5 octobre 2024

Retrouver la maîtrise de mon engagement

J’ai pris la décision, après y avoir longtemps réfléchi, de démissionner du conseil municipal
– et donc de quitter également le conseil communautaire ainsi que l’ensemble de mes
délégations.

Je veux tout de suite préciser que cette démission n’est pas un renoncement au combat
politique. Je vais continuer à le mener dans le cadre de notre collectif. Nous avons toujours
dit que nous voulions faire de la politique autrement. Ma démission est la traduction, en un
acte clair et concret, de cette volonté.

Pas un renoncement ni un arrêt donc, mais une bifurcation. Pour moi l’engagement
politique doit être utile à la société. Je fais le constat que mon mandat de conseillère
municipale et communautaire est devenu une impasse. C’était un investissement très lourd
en temps, en énergie. Il m’a apporté beaucoup d’informations sur les dossiers locaux,
beaucoup de contacts précieux et intéressants et je ne regrette pas les efforts faits. Ils
m’ont armée pour le futur. Mais en presque quatre ans de mandat, mon constat est clair : il
est impossible, sauf parfois sur des détails, de peser sur les décisions prises. Je choisis donc
un autre chemin pour mener le combat.

Cette démission se veut bien sûr d’abord et avant tout la dénonciation de système que D.
Meslot a mis en place. Il conduit le conseil municipal et le conseil d’agglomération à être
purement et simplement des chambres d’enregistrement des décisions prises qu’il prend
seul ou presque.

J’ai le sentiment, en continuant à siéger, que j’accepte de me laisser enfermer dans un
cadre qui me contraint à la critique. Et s’il y a beaucoup à dire sur les échecs de D Meslot, je
ne veux pas être condamnée au clash et à la polémique qui semblent les seuls moyens pour

exister. Ce n’est pas comme cela que je conçois le mandat. Je me suis battu pendant trois
ans contre ce déni quotidien et continu de démocratie.

Je veux me battre contre ce déni quotidien et continu de démocratie. La décision que nous
avons prise d’attaquer le fonctionnement de D. Meslot devant le tribunal administratif
(suivie par d’autres démarches du même ordre) nous permettra de vérifier le bien fondé de
notre analyse. Et si le tribunal comme je le crois nous donne raison, ce sera une victoire
importante non pas pour nous mais pour la démocratie locale : nous aurons fait notre
travail d’élu d’opposition.

En attendant la décision du tribunal, je choisis donc aujourd’hui un autre chemin pour
mener le combat. Je veux me donner le temps de la rencontre, du dialogue, de la
découverte. Je veux me revivifier dans ce contact avec la population et « la vraie vie » et me
nourrir de ces prochains échanges pour élaborer nos propositions pour le prochain mandat.
Je veux donc me libérer du temps pour m’engager autrement pour ce qui m’anime depuis
toujours : la volonté de construire un avenir de justice sociale, de respect du vivant et de
notre environnement, avec toutes et tous.

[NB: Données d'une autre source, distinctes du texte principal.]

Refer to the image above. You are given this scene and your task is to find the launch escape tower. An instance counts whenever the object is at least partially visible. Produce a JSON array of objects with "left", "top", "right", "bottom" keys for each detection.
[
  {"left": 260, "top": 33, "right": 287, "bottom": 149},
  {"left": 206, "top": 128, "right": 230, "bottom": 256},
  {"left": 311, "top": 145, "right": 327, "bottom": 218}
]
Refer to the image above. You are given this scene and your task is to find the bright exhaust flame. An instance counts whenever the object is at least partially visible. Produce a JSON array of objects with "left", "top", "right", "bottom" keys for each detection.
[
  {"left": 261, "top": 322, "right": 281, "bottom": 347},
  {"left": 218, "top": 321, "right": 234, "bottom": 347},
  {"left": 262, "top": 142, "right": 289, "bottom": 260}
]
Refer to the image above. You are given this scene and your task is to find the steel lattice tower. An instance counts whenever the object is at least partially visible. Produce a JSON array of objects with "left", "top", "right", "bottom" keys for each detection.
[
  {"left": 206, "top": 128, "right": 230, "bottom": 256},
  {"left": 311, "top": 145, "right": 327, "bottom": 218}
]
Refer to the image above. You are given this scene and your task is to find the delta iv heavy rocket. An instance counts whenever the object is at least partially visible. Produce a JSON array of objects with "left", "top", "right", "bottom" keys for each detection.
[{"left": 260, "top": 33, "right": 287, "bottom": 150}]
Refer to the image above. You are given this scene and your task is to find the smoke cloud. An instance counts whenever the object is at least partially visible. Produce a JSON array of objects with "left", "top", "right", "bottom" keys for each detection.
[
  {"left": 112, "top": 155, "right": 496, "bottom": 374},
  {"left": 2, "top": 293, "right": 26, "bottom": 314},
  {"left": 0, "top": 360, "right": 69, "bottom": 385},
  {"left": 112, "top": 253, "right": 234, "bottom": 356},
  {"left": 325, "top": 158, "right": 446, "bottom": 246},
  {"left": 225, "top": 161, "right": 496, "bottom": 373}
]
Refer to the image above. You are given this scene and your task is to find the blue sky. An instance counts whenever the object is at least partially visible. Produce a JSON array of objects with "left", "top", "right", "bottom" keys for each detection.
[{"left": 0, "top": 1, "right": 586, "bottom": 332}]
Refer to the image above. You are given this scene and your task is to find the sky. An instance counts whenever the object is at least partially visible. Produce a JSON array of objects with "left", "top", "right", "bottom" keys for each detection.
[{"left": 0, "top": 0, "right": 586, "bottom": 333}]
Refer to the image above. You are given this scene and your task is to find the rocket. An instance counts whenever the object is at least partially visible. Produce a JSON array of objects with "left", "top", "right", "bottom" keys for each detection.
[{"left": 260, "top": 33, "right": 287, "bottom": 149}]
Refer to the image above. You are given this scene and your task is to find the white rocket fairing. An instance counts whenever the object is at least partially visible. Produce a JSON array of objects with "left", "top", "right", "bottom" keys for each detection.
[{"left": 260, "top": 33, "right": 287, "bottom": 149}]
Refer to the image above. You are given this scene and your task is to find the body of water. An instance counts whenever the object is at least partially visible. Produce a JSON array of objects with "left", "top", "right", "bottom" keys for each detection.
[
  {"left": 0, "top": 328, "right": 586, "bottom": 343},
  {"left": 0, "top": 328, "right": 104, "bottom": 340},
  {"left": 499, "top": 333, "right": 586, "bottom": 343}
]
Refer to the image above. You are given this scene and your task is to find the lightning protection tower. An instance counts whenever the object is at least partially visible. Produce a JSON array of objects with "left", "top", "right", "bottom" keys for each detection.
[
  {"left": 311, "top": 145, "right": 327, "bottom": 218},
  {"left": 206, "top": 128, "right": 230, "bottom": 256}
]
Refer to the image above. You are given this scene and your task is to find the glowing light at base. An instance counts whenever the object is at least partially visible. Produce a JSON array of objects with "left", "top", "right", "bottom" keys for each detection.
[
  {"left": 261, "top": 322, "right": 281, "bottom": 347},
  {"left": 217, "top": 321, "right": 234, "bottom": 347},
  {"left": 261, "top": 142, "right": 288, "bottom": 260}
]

Je veux agir concrètement, obtenir des résultats en reprenant la maîtrise de mon
engagement, et je fais le constat que je ne peux pas y arriver en restant dans ce mandat. Je
choisis donc une autre voie ; car ce n’est pas là, au sein du conseil municipal, que se joue
l’avenir de la ville.

Mais bien sûr je ne pourrais pas m’arrêter là sans quelques considérations personnelles.
Vous savez que c’est l’un de mes chevaux de bataille, et ça le reste plus que jamais : être
une femme en politique, qui plus est une femme relativement jeune, divorcée et avec
enfants, ce n’est pas facile. Et chaque semaine un fait ou une réflexion me le rappelle –

réflexions qui viennent aussi d’ici, de notre propre camp, et qui montrent à quel point le
patriarcat nous a contaminés. Je sais déjà que l’on dira que je suis fragile, pas capable de
résister. Que si je démissionne maintenant, c’est que je n’ai pas la stature. Tout cela ne
m’intéresse pas et ne me fait pas peur et par ailleurs, contrairement à d’autres, je ne me
crois propriétaire d’un droit particulier du seul fait d’avoir été élue et de m’être accrochée à
mon mandat comme une moule à son rocher. J’ai appris, j’ai montré que je pouvais
connaître les dossiers et apparaître comme une interlocutrice valable au long de ces
années. Ce qui compte, c’est ce que nous pouvons construire ensemble, car nous avons
besoin de tout le monde pour cet autre monde possible que nous imaginons. Et cela je peux
continuer à le faire en dehors de ces instances vidées de leur sens que sont ces conseils.

Je fais donc le pari de pouvoir faire avancer les choses autrement. Je reprends la main sans
être soumise à l’agenda d’un autre. Je laisse ma place. Je remercie René Schmidt, Annie
Baulay et Florian de leur amitié et de leur soutien constant .Et comme j’ai confiance dans le
collectif, je sais que l’arrivée de Karel Trapp comme nouvel élu pourra aussi donner un
nouvel élan à notre groupe, à nos idées, et lui permettre d’aller plus loin. Permettre à Karel
de se frotter à cette réalité, de se former comme nous l’avons fait, c’est aussi renforcer
notre collectif en vue de l’échéance de 2026.